Frente al victimismo dominante y la "depuración de responsabilidades" (esa "lóbrega" expresión que tanto miedo daba a Ferlosio), hay que defender la asunción desigual de responsabilidades. En el caso de los incendios, hay que exigir que las instituciones competentes no escurran el bulto, que los políticos no exploten una tragedia nacional en favor de sus intereses cloacales, que los medios de comunicación no perviertan la ansiedad moralizante de ciudadanos asustados y cabreados, que los votantes no recompensen precisamente a los victimistas victimarios que incendian nuestra democracia.
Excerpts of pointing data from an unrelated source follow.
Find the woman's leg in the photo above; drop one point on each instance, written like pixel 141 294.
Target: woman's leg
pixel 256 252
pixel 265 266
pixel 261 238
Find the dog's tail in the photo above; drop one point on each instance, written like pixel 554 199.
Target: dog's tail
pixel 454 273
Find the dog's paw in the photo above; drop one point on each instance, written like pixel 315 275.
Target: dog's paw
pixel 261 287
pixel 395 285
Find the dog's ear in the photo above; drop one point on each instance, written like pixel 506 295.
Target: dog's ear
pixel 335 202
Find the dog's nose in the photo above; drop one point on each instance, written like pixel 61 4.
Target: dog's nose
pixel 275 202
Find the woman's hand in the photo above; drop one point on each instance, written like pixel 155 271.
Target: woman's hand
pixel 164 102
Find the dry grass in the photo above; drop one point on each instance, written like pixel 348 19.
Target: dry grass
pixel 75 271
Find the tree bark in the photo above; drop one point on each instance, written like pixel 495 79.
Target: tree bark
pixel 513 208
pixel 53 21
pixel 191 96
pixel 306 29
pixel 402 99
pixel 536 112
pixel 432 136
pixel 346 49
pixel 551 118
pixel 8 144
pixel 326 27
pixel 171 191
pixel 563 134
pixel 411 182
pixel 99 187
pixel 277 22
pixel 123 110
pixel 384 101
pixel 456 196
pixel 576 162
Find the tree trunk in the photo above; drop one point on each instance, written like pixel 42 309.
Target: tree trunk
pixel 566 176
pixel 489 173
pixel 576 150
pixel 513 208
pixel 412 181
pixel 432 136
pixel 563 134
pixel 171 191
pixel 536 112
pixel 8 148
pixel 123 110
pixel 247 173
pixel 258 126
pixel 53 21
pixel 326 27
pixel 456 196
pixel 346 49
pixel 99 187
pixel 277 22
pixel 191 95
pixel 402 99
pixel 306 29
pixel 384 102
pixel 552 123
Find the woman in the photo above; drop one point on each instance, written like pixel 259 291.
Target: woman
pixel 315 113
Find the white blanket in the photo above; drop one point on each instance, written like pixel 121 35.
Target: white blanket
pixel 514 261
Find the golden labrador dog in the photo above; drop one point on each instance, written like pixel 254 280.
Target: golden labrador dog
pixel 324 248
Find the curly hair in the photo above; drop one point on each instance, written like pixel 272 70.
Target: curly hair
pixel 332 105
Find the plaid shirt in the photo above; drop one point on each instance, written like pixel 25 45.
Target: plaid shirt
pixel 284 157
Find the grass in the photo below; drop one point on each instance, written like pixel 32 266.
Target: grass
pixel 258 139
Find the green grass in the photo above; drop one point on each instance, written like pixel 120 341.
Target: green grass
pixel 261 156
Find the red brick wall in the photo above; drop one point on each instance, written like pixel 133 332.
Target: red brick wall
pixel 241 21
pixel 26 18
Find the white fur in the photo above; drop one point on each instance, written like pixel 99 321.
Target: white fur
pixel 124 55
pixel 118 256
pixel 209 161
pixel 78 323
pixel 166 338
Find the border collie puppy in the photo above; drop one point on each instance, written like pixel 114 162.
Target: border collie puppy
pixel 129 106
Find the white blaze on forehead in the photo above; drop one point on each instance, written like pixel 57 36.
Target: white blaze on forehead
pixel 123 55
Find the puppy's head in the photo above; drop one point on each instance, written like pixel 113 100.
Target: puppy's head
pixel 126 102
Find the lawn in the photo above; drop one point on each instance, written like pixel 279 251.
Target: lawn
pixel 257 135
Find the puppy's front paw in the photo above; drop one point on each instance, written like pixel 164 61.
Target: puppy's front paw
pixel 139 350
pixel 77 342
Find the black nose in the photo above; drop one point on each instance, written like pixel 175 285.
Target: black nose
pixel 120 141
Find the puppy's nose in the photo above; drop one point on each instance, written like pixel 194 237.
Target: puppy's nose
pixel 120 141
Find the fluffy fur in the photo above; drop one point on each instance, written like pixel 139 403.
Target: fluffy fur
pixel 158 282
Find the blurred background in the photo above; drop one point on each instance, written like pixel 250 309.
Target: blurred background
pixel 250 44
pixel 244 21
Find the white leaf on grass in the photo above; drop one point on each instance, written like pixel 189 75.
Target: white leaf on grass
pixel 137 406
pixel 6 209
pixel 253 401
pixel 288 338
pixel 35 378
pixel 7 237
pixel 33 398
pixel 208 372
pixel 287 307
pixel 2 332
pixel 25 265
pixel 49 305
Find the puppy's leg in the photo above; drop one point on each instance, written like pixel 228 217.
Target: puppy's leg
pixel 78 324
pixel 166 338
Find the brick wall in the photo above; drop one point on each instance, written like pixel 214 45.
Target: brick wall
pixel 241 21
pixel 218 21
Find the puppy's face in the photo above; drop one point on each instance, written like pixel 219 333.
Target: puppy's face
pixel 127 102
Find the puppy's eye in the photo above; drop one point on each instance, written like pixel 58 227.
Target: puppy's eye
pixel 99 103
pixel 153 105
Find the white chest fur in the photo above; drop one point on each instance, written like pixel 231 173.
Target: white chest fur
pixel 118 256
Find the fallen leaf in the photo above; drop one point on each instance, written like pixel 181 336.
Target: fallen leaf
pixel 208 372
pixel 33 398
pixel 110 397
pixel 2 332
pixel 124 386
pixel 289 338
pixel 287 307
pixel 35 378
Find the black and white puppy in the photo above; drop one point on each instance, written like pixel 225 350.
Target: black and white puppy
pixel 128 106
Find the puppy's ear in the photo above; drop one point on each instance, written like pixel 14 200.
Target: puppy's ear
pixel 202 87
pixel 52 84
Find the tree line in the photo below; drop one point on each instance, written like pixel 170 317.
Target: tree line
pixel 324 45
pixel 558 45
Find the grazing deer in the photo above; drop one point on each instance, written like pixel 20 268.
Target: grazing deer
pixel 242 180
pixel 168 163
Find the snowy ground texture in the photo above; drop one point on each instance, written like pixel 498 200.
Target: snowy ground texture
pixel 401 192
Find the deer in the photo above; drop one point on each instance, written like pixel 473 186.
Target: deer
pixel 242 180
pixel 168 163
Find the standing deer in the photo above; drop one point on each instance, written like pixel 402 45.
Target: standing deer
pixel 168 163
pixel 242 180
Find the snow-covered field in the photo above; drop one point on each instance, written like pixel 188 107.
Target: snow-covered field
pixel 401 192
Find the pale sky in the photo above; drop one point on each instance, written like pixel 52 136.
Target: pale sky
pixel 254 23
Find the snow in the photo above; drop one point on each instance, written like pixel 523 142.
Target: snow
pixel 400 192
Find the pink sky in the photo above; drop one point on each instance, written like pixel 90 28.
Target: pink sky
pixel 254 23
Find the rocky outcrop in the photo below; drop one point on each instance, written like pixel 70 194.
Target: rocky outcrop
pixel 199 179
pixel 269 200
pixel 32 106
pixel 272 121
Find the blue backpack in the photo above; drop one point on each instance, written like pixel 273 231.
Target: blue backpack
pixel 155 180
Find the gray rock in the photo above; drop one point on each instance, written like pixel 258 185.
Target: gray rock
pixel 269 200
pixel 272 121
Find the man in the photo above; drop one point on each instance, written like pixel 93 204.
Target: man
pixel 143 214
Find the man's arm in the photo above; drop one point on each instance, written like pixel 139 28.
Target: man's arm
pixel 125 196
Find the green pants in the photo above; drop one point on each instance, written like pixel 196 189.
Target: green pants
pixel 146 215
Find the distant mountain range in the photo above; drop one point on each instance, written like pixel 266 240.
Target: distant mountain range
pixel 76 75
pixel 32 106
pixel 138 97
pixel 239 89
En cuanto al mundo y su complejidad, es también responsabilidad nuestra (de los pequeños moralizadores) rescatar, más allá del linchamiento, otros ejemplos de "ética terrestre": lo que comemos, lo que leemos, lo que viajamos, lo que compramos, lo que cuidamos, lo que compartimos, lo que admiramos. En el peor de los mundos posibles, a nuestra pequeña escala terrestre, todavía es siempre posible elegir entre el victimismo y la lucha.